Resident-settlers grow restive
The Quakers, moving among the resident-settlers, were at first
treated with suspicion, even feared, but this changed as whippings
increased, in all parts of the Colony.
Many resident families, dissatisfied with “a lifeless ministry and
dead forms of religion”, secretly agreed with the outspoken views of
these “sincere seekers after heavenly riches”.
Many residents, as the Colony enlarged and prospered, were not
overly-religious. Those who supported the leadership’s religious views
were God-fearing people “who never forgot that there were souls to be
saved.” Others saw that this kind of God-fearing overall “cast gloom,
lost the brightness of hope, and made lives comparatively joyless”.
From the early years of the Quaker ‘invasion’, there were many
residents who rallied to provide the noisy, disruptive but
non-retaliating Quakers with food, shelter and clothing.

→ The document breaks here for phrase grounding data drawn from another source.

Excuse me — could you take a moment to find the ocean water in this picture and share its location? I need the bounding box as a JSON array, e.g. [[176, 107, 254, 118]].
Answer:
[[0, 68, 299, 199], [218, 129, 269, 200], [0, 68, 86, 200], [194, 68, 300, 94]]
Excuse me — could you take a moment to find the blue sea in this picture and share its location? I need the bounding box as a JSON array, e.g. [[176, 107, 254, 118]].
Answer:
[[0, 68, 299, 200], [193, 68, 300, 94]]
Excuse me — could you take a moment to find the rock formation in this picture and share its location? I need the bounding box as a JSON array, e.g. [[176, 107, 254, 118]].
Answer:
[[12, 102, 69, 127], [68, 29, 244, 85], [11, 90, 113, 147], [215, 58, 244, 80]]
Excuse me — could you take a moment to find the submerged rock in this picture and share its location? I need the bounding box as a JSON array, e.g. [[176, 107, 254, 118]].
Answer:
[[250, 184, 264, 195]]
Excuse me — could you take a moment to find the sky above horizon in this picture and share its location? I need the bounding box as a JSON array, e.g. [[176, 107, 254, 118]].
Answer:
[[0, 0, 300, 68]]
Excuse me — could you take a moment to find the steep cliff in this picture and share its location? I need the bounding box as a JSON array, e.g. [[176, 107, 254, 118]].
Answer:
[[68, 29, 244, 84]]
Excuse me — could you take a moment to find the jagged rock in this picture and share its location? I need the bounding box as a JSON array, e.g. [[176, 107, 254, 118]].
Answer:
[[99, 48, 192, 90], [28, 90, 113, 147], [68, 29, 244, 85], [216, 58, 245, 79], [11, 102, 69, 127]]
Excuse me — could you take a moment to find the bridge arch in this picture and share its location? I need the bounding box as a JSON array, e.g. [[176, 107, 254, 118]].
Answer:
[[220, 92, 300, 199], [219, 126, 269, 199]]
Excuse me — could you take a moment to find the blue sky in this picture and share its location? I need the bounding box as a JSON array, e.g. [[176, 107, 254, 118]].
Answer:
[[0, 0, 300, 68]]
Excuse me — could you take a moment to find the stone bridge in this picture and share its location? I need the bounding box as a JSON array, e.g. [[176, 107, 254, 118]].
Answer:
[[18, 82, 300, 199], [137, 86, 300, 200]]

Increasingly the Bay Colony community grew more restive as the
persecutions increased in severity, and more ‘saw the light’ about
freedom of religious expression.
Before and after the hangings, the whippings continued, and
ordinary residents spoke out in growing numbers and were themselves
punished.
The reaction of the Colony’s leadership, to the behaviour of the
Quaker extremists, was considerably modified by the non-extremist
behaviour of those residents who became quiet converts to the sect.
Their local commitment – home, family, continued service to the
community and, with only a few troublesome exceptions, their relative
quietism over their new beliefs – allowed a measure of local community
control, and caused the
most dogmatic of the leaders to think again in broader terms.
Yet it would be a lengthy period before there was, with the albeit
grudging force of law, “the full and free liberty of religious
opinion, beliefs, and worship, according to the dictates of
conscience”.
Were the persecutors of the Quaker foursome (Robinson, Stephenson,
Dyer and Leddra who all went to the gallows-tree) justified in their
actions? Or were they, the civil and ecclesiast leaders cruel, harsh
and obsessed fanatics, as they claimed she and others were - fanatics?
Could they, the Puritans too claim to be acting by the light of
conscience?
After the hanging of the fourth Quaker, one historian noted the
Quaker failure as “carrying the seeds of future triumphs”.
This period, some say, was among the first prominent and successful
of demonstrations of the power of non-violence to move the hearts of
ordinary people – and leaders – against abuse of power and oppression.